Auteur dramatique français (Bordeaux 1910 – Lausanne 1987).

Si Anouilh est un auteur à la fois célèbre et inclassable, c'est qu'il s'est placé en marge des deux grandes avenues théâtrales de l'après-guerre, le souci d'un théâtre populaire, les recherches de l'avant-garde. Un pessimisme fondamental se dégage de ses pièces, dans lesquelles la pureté et la tendresse, quand elles existent, sont court-circuitées par la médiocrité et l'avilissement. D'indéniables qualités de dramaturge (un sens aigu du dialogue hérité, entre autres, de Marivaux, une aisance à la Giraudoux dans le maniement de l'espace et du temps, une langue sèche et efficace qui réunit le lieu prétendu commun et la pointe originale) sont mises au service d'une détestation de toutes les hypocrisies. Si l'analyse que ce théâtre d'humeur fait de la société française peut passer pour politique, c'est qu'en politique, plus encore qu'ailleurs, la « pureté » est impossible. Anouilh va même parfois assez loin pour qu'on lise dans son théâtre une sorte d'acceptation rageuse de toutes les catastrophes, vécues ou à venir, pourvu qu'elles aient été ou soient « exemplaires », c'est-à-dire, en somme, inutiles. Anouilh, dont les débuts, alors qu'il était secrétaire de Jouvet, furent difficiles (l'Hermine, 1932), a lui-même distingué dans son œuvre des pièces « roses » (le Bal des voleurs, 1938 ; le Rendez-vous de Senlis, 1941), des pièces « noires » (le Voyageur sans bagage, 1937 ; la Sauvage, 1938 ; Antigone, 1944), des pièces « brillantes » (la Répétition ou l'Amour puni, 1950 ; Colombe, 1951), des pièces « grinçantes » (Ardèle ou la Marguerite, 1948 ; la Valse des toréadors, 1952 ; la Grotte, 1961 ; l'Orchestre, 1962), des pièces « costumées » (l'Alouette, 1953 ; Becket ou l'Honneur de Dieu, 1959 ; la Foire d'empoigne, 1962 ; Leonora, 1977), des pièces « baroques » (Cher Antoine ou l'Amour raté, 1969 ; le Directeur de l'Opéra, 1972), des pièces « secrètes » (l'Arrestation, 1975), voire des pièces « farceuses » (Chers Zoiseaux, 1976) : ce partage (dont le bien-fondé reste à prouver) n'est pas sans faire penser à une possible désacralisation de l'« œuvre » elle-même, et à une mise en question (ou en pièces) de l'auteur par lui-même, comme en témoigne le schéma pirandellien du « théâtre dans le théâtre » vers lequel il incline de plus en plus (la Belle Vie, 1980), mais sans pouvoir détacher ses yeux fascinés d'une époque experte en automystification (la Culotte, 1978 ; le Nombril, 1981).

   Dans Antigone (1944), comme Sartre et comme Giraudoux, Anouilh, face au « retour du tragique » dans la vie quotidienne de l'Europe, a réutilisé le cadre du théâtre grec.
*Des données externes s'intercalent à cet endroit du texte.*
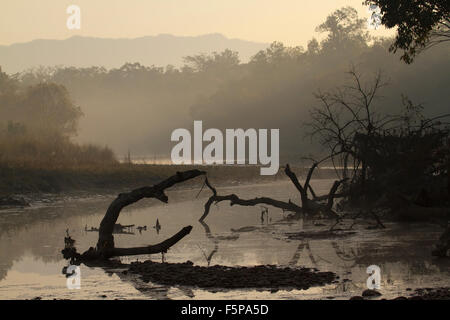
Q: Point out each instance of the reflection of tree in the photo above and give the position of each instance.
(304, 245)
(213, 240)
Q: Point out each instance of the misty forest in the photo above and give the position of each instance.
(364, 178)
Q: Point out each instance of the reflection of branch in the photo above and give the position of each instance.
(308, 205)
(235, 200)
(213, 239)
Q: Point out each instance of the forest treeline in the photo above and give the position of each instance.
(136, 107)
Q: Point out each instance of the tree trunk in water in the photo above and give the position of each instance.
(105, 245)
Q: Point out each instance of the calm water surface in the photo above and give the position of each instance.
(31, 240)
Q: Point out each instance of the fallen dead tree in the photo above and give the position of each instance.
(105, 247)
(308, 206)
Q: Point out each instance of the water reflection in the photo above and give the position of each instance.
(31, 240)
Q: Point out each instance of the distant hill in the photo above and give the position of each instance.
(78, 51)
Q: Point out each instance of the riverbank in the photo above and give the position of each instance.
(118, 177)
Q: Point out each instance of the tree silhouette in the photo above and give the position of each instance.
(420, 24)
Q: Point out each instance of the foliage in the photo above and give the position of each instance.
(420, 23)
Mais, tandis que chez Sophocle l'opposition était entre deux visions du droit et entre deux caractères inflexibles et tranchés, chez Anouilh il s'agit d'un heurt « simplement » dramatique, dans un monde sans dieu, entre les nécessités de l'existence et la haine du quotidien, entre la peur du vide et l'attirance du gouffre. À la fin de la pièce, Créon est « innocent en somme », tandis qu'Antigone s'est imposée comme une héroïne dégoûtée, comme une enfant, qui, parce qu'elle a grandi, a voulu mourir.